Python package to generate image embeddings with CLIP without PyTorch/TensorFlow

Overview

imgbeddings

A Python package to generate embedding vectors from images, using OpenAI's robust CLIP model via Hugging Face transformers. These image embeddings, derived from an image model that has seen the entire internet up to mid-2020, can be used for many things: unsupervised clustering (e.g. via umap), embeddings search (e.g. via faiss), and using downstream for other framework-agnostic ML/AI tasks such as building a classifier or calculating image similarity.

  • The embeddings generation models are ONNX INT8-quantized, meaning they're 20-30% faster on the CPU, much smaller on disk, and doesn't require PyTorch or TensorFlow as a dependency!
  • Works for many different image domains thanks to CLIP's zero-shot performance.
  • Includes utilities for using principal component analysis (PCA) to reduces the dimensionality of generated embeddings without losing much info.

Real-World Demo Notebooks

You can read how to use imgbeddings for real-world use cases in these Jupyter Notebooks:

Installation

aitextgen can be installed from PyPI:

pip3 install imgbeddings

Quick Example

Let's say you want to generate an image embedding for a cute cat photo.
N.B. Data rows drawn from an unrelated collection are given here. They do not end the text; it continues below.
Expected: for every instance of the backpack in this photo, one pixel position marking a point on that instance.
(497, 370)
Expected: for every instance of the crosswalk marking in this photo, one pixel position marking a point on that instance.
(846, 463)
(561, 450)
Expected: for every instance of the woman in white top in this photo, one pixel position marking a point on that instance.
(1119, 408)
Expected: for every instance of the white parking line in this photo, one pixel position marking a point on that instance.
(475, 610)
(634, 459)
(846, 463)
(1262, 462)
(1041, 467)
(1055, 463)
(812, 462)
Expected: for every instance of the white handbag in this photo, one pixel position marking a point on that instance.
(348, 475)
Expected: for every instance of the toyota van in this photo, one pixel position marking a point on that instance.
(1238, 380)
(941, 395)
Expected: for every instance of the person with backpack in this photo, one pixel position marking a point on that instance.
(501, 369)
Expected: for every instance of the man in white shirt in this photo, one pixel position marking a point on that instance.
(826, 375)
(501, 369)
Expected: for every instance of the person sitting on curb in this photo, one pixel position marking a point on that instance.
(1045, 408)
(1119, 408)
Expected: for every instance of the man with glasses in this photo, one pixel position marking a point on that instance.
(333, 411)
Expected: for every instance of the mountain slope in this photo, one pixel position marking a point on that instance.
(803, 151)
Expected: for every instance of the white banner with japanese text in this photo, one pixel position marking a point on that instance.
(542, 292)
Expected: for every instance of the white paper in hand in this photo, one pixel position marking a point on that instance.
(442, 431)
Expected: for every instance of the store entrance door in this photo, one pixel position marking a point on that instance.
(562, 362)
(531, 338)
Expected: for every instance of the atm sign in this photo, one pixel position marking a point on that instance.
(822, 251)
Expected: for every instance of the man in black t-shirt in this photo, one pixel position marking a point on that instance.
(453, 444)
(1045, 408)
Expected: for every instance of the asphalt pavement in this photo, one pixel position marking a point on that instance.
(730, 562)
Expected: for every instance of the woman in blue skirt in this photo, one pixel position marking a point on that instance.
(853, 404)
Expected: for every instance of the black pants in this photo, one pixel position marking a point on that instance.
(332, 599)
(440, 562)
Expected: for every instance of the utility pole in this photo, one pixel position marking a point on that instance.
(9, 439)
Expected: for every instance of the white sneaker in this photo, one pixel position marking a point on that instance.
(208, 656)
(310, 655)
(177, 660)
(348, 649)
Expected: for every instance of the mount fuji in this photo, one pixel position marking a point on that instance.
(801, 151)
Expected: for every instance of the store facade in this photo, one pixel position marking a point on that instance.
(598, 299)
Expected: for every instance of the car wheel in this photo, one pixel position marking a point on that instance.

First you can download the photo:

import requests
from PIL import Image
url = "http://images.cocodataset.org/val2017/000000039769.jpg"
image = Image.open(requests.get(url, stream=True).raw)

Then, you can load imgbeddings. By default, imgbeddings will load a 88MB model based on the patch32 variant of CLIP, which separates each image into 49 32x32 patches.

from imgbeddings import imgbeddings
ibed = imgbeddings()

You can also load the patch16 model by passing patch_size = 16 to imgbeddings() (more granular embeddings but takes about 3x longer to run), or the "large" patch14 model with patch_size = 14 (3.5x model size, 3x longer than patch16).

Then to generate embeddings, all you have to is pass the image to to_embeddings()!

embedding = ibed.to_embeddings(image)
embedding[0][0:5] # array([ 0.914541, 0.45988417, 0.0350069 , -0.9054574 , 0.08941309], dtype=float32)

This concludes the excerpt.